Революция в естествознании привлекла всеобщее внимание к философским предпосылкам научного познания, выявила необходимость тщательной проверки основных понятий и методов науки. Позитивисты XIX в. наивно думали, что развитие «положительной» науки само по себе разрешит все социальные и философские проблемы. К концу XIX — началу XX в. уже сложились основные черты социально-культурной концепции, позже получившей от своих критиков наименование «сциентизма», абсолютизирующей роль науки в системе культуры и идейной жизни общества (см. подробнее [16, 22]). Позитивизм, из которого выросла сциентистская ориентация, не только возводил науку в ранг всеобщего мировоззрения, но и утверждал, что методы, принятые в естественных науках, применимы к решению любых интеллектуальных проблем. Это было направлено не только против спекулятивной философской «метафизики», но и против привычных методов и самого стиля мышления «традиционных» гуманитарных дисциплин. До поры до времени эта установка, отражавшая рост авторитета и влияния науки, была прогрессивной. Однако к концу XIX в. философская мысль уже отчетливо осознала растущее несоответствие между научно-техническим прогрессом и развитием духовных, этических и эстетических ценностей. Кроме того, углубляющаяся специализация научного знания, вызывая все большее дробление дисциплин, с новой силой ставила проблему интеграции знания, воссоздания целостной картины мира, своего рода метанауки (вопреки позитивистскому тезису, что наука — сама себе философия). Наконец, и это особенно важно для нашей темы, в конце

XIX в. чрезвычайно обострился интерес к специфике и соотношению естественных и гуманитарных наук.
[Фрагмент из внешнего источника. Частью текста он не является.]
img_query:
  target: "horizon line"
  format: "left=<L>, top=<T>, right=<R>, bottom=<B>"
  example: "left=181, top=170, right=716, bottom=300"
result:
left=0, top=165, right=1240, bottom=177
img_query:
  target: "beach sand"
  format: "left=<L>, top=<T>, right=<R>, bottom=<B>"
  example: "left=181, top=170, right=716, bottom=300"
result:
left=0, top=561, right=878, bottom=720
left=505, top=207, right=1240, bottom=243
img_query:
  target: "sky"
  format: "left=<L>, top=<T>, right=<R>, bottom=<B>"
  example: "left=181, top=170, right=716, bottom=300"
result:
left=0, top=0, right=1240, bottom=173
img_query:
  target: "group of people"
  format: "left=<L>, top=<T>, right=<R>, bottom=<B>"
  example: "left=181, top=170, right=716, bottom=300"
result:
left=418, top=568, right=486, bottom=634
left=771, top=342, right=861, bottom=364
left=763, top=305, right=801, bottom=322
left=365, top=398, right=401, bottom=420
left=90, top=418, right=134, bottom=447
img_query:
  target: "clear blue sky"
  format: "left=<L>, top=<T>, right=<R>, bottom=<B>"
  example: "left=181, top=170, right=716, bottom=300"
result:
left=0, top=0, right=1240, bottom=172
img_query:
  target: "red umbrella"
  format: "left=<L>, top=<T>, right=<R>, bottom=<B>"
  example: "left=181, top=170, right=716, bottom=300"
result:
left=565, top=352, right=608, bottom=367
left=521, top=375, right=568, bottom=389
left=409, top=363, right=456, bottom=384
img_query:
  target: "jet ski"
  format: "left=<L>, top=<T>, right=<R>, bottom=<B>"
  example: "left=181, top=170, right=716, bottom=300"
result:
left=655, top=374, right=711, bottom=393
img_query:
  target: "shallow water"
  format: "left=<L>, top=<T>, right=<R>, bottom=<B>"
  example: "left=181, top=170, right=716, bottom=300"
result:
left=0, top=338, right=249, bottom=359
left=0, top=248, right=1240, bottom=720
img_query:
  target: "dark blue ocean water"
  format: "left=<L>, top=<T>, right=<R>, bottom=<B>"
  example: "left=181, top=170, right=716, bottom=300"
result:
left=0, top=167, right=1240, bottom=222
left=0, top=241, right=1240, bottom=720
Чем строже становились методы точного естествознания, тем больше они контрастировали с традиционными методами гуманитарных наук. Позитивисты объясняли этот разрыв исключительно «незрелостью» гуманитарных дисциплин, которые еще не достигли уровня подлинной науки. Но в противоположность этой установке никогда не умолкали голоса, утверждавшие, что естественно-научные понятия и методы по самой сути своей не способны отобразить сложность человеческого мира. Кризис физики способствовал укреплению и оживлению этой антинатуралистической, антипозитивистской ориентации, уходящей своими идейными корнями в субъективистский историзм романтиков. Если натурализм расценивал все формы человеческого познания и самое жизнь по критериям эмпирической науки, то антинатуралистические течения в философии ставили целью критику науки, установление границ ее эффективности и применимости в свете каких-то более общих человеческих жизненных или этических ценностей.